One, sqoop
sqoop is an open source data migration tool that can import and export data between Hive and RDMS. It can also realize the function of data migration between HDFS and RDMS.
1.1 The working mechanism of Sqoop
1.1.1 Import mechanism
The Sqoop import operation is to import RDBMS data into HDFS.

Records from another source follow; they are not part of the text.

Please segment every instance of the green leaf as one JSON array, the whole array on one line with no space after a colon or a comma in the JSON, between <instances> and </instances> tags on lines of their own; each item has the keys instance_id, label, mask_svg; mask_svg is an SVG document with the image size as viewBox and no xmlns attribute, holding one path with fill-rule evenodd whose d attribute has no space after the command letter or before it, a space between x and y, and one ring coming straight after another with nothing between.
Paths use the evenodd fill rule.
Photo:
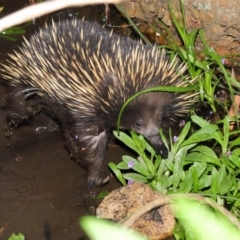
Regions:
<instances>
[{"instance_id":1,"label":"green leaf","mask_svg":"<svg viewBox=\"0 0 240 240\"><path fill-rule=\"evenodd\" d=\"M133 139L131 137L129 137L126 133L124 132L118 132L116 130L113 131L114 136L119 139L120 141L122 141L124 144L126 144L129 148L131 148L133 151L135 151L136 153L138 153L140 155L140 151L138 150L138 148L136 147Z\"/></svg>"},{"instance_id":2,"label":"green leaf","mask_svg":"<svg viewBox=\"0 0 240 240\"><path fill-rule=\"evenodd\" d=\"M123 185L126 186L126 181L123 178L123 175L121 171L117 168L116 164L113 162L108 163L108 166L111 168L111 170L114 172L115 176L119 180L119 182Z\"/></svg>"},{"instance_id":3,"label":"green leaf","mask_svg":"<svg viewBox=\"0 0 240 240\"><path fill-rule=\"evenodd\" d=\"M145 140L142 135L138 135L134 131L130 131L130 134L132 136L132 139L135 143L135 146L138 148L140 153L143 153L145 151Z\"/></svg>"},{"instance_id":4,"label":"green leaf","mask_svg":"<svg viewBox=\"0 0 240 240\"><path fill-rule=\"evenodd\" d=\"M182 129L180 135L178 136L178 140L174 144L172 151L176 152L178 150L179 146L182 144L182 142L185 140L186 136L188 135L190 128L191 128L191 123L187 122L184 128Z\"/></svg>"},{"instance_id":5,"label":"green leaf","mask_svg":"<svg viewBox=\"0 0 240 240\"><path fill-rule=\"evenodd\" d=\"M180 183L179 192L189 193L193 188L193 178L191 171L185 172L185 177Z\"/></svg>"},{"instance_id":6,"label":"green leaf","mask_svg":"<svg viewBox=\"0 0 240 240\"><path fill-rule=\"evenodd\" d=\"M204 145L196 146L191 151L192 152L198 151L206 156L218 159L216 153L211 148L204 146Z\"/></svg>"},{"instance_id":7,"label":"green leaf","mask_svg":"<svg viewBox=\"0 0 240 240\"><path fill-rule=\"evenodd\" d=\"M133 170L135 170L136 172L144 175L144 176L149 176L150 173L148 172L147 170L147 166L146 165L143 165L143 164L140 164L136 159L134 159L133 157L130 157L130 156L123 156L122 157L122 160L128 165L129 162L133 162L134 165L132 167ZM129 169L129 168L128 168Z\"/></svg>"},{"instance_id":8,"label":"green leaf","mask_svg":"<svg viewBox=\"0 0 240 240\"><path fill-rule=\"evenodd\" d=\"M231 162L233 162L237 167L240 168L240 149L235 149L232 152L232 155L229 156L229 159L231 160Z\"/></svg>"},{"instance_id":9,"label":"green leaf","mask_svg":"<svg viewBox=\"0 0 240 240\"><path fill-rule=\"evenodd\" d=\"M193 178L193 192L197 192L199 190L198 172L195 166L192 166L190 170Z\"/></svg>"},{"instance_id":10,"label":"green leaf","mask_svg":"<svg viewBox=\"0 0 240 240\"><path fill-rule=\"evenodd\" d=\"M239 146L239 145L240 145L240 137L231 141L230 144L229 144L230 148L235 147L235 146Z\"/></svg>"},{"instance_id":11,"label":"green leaf","mask_svg":"<svg viewBox=\"0 0 240 240\"><path fill-rule=\"evenodd\" d=\"M132 180L134 182L142 182L142 183L147 183L147 178L137 174L137 173L126 173L123 175L123 177L127 180Z\"/></svg>"},{"instance_id":12,"label":"green leaf","mask_svg":"<svg viewBox=\"0 0 240 240\"><path fill-rule=\"evenodd\" d=\"M203 127L197 132L195 132L193 135L191 135L186 141L184 141L180 147L193 143L208 141L214 138L213 133L216 132L217 130L218 126L213 124Z\"/></svg>"},{"instance_id":13,"label":"green leaf","mask_svg":"<svg viewBox=\"0 0 240 240\"><path fill-rule=\"evenodd\" d=\"M212 183L211 183L211 190L212 194L217 195L219 194L219 182L218 182L218 172L216 168L212 169Z\"/></svg>"}]
</instances>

When performing an import operation, Sqoop will read the columns and column data types in the table through JDBC, and then map the read data types to Java data types, and the underlying MapReduce will read from the database through the InputFormat object Data, and the DataDrivenDBInputFormat object can be divided into different map tasks according to the query results, and finally these tasks are sent to the MapReduce cluster for execution, and the results of the Map tasks will be filled into the corresponding instances.
1.1.2 Export mechanism
Sqoop export operation is to export data in HDFS to RDBMS. Before exporting, Sqoop will choose the export method, usually JDBC, and then Sqoop will generate a Java class that can parse the text data in HDFS and insert the corresponding value into the table. The JDBC-based export method will generate multiple insert statements, and each insert statement will insert multiple pieces of data into the table. At the same time, in order to ensure that different I/Os can be executed in parallel, when reading data from HDFS and communicating with the database, multiple threads are started to execute simultaneously.
1.2 Sqoop installation
Download address: http://archive.apache.org/dist/sqoop/, decompress after downloading.
1.2.1 Sqoop configuration
cd /export/servers/sqoop-1.4.7/conf
cp sqoop‐env‐template.sh sqoop‐env.sh
vi sqoop-env.sh
Add the following content to the sqoop-env.sh file:
export HADOOP_COMMON_HOME/export/servers/hadoop‐3.1.1
export HADOOP_MAPRED_HOME=/export/servers/hadoop‐3.1.1
export HIVE_HOME=/export/servers/apache‐hive‐3.1.1‐bin
1.2.2 Add dependent jar package
Sqoop needs to add the driver package of the database and the dependency package of java-json. After preparing the jar packages, add them to the lib directory of sqoop.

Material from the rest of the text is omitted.